Cook pasta al dente according to package directions.
Meanwhile, heat butter over medium heat in a medium saucepan. Once the butter begins to boil continue to cook, stirring constantly, until the butter is a caramel brown color and has a nutty aroma and then remove from heat. (Be sure to turn the heat down just a tad if needed so as not to burn the butter)
Drain pasta, add to butter saucepan and toss; then add about 2/3rds of the grated cheese, toss again and serve garnished with remaining cheese.
By Deeli from Richland, WA
Is kasseri like feta?
Hi zbz :-) No, Kasseri is a semi-firm cheese. The firmness, but not the flavor, of Mozzarella. Feta is a soft brined cheese. Kasseri has a nice mild tangy flavor.

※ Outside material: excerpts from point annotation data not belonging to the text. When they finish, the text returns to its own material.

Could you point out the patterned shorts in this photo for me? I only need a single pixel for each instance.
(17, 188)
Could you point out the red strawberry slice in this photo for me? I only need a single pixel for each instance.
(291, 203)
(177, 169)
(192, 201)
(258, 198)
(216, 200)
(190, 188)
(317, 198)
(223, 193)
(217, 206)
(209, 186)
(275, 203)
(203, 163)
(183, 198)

Oh man! I know what I'm making this afternoon! I'm salivating, no joke. :)
Well, I just finished eating this, thumbs up, way way up. Thank you, Deeli!
Oh Deeli, this sounds so good and far enough away from traditional holiday foods to clean our palates. Sounds rich, but totally wholesome and savory. Our son manages a Greek restaurant, but it's pretty much Americanized. They still have the best Spinach Pie (Spanakopita), Eggplant and Meat Casserole (Mussaka), and Greek Beef Stew (Stifado) that I've ever tasted anywhere, but this pasta dish is a new one on me. So are both cheeses mentioned. Since we are all cheese "rats", I'll definitely have to try this recipe.
Thank you so much for always making life and food interesting. Lol.